Caroline Patz is Juliet in “Immortal Longings.”

Caroline Patz is Juliet in “Immortal Longings.”

Juliet has gone rogue.

Just as Shakespeare’s youngest heroine reaches the point where she’s supposed to kill herself, she rebels, declaring she is just a teenager and that she should be allowed to live.

Joseph McGrath’s “Immortal Longings: An Argument Erupts Among Shakespeare’s Greatest Women” explores Juliet’s argument with 10 of Shakespeare’s leading ladies in front of a judge. Should Juliet follow her scripted doom, or can she write her own happy ending?

The Vortex Theatre has invited the cross-dressing Viola (“Twelfth Night”), the brave and witty Rosalind (“As You Like It”), the sharp-tongued Kate (“The Taming of the Shrew”), the innocent Desdemona (“Othello”), the calculating Lady Macbeth (“Macbeth”), the bouncy Beatrice, (“Much Ado About Nothing”), the jealous Cleopatra (“Antony and Cleopatra”), and the frail and mad Ophelia (“Hamlet”), to present arguments from their own plays.

Lady Macbeth and Cleopatra are the purists arguing that Juliet should play it safe and keep to the canon.

“The Merchant of Venice’s” Portia, the only Shakespearian heroine with courtroom experience, must decide Juliet’s fate.

“I was looking for a showcase for female actors; something that was Shakespeare, but not a Shakespeare play,” director Kathleen Welker said.

For the most part, Shakespeare’s women have orbited around their men. Playwright McGrath wants to change that. He once referred to his play as a comedy about tragedy.

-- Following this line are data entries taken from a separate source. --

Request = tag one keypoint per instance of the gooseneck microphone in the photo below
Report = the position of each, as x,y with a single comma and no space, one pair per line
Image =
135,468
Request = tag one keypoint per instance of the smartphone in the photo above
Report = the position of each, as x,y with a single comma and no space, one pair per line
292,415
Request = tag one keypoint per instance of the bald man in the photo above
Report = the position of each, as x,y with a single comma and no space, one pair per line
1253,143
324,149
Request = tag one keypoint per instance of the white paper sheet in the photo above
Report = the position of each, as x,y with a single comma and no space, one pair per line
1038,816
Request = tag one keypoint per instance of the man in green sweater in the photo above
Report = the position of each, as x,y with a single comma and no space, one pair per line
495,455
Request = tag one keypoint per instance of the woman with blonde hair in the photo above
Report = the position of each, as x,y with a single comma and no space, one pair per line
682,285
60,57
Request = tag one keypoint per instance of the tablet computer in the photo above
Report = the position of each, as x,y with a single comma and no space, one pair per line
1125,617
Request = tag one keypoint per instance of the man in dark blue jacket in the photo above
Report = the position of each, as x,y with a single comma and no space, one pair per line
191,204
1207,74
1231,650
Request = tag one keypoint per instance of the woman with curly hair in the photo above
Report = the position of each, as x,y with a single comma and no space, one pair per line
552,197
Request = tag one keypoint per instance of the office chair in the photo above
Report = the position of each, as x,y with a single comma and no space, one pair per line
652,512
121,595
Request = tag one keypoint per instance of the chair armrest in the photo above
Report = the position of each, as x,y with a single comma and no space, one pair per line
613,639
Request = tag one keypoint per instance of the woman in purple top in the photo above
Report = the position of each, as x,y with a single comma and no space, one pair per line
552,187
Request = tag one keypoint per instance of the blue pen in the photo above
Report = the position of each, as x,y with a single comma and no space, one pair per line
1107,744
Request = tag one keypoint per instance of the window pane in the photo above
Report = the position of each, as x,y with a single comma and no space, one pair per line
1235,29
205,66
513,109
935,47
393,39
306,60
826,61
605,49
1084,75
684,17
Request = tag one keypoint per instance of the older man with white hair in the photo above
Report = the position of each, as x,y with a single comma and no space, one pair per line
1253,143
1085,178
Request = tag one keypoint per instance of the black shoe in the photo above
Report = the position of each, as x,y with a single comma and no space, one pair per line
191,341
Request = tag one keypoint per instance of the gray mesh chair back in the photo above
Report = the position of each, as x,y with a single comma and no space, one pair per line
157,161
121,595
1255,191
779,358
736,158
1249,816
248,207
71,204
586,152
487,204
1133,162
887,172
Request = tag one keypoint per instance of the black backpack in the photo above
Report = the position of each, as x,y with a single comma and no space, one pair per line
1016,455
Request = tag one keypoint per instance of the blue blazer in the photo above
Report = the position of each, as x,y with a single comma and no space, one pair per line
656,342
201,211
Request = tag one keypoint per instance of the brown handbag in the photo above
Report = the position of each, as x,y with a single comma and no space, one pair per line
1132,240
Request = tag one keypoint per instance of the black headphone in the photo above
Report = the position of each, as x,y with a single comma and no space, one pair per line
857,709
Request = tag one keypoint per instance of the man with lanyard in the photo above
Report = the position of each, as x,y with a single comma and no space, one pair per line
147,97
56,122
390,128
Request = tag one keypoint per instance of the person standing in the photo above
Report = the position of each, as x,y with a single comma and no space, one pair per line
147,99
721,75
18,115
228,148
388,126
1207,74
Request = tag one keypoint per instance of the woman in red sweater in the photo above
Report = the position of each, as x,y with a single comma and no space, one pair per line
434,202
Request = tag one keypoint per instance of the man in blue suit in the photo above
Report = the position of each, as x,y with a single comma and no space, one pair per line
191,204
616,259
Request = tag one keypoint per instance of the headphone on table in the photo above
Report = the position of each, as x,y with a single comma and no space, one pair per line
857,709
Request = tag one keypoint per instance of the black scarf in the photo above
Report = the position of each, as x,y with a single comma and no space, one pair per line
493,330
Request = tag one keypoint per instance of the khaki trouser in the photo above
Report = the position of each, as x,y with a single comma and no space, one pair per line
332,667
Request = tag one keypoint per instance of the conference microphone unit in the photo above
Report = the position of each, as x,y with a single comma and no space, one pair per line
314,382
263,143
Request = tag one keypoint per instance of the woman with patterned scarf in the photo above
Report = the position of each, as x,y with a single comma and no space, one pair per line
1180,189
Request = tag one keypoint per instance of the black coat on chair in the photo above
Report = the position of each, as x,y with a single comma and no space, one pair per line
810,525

The prologue opens with the 14-year-old Juliet’s death scene before she steps out of character and demands a rewrite. The play continues with each character giving her testimony, illustrated by related scenes from their own plays.

Using a combination of Shakespeare’s words and his own blank verse, McGrath has given 10 of the author’s women a voice beyond their own story and the opportunity to comment on each other’s plots and predicaments.

This symphony of Shakespeare lured actors from across Albuquerque, Welker said.

“The interest in the female actor community in Albuquerque was tremendous,” she said. “I had 10 roles. I had 50 women come out, so I was just thrilled.”

In another twist on the Globe Theater’s testosterone-fueled company, the women also play the men’s roles. In Shakespeare’s day, men or boys dressed in drag to play the women.

An overarching theme of destiny or fate hovers across the stage.

“Immortal Longings” premiered in 2009 at the Rogue Theatre in Tucson, where McGrath is the artistic director. The Vortex production opens Friday, April 29.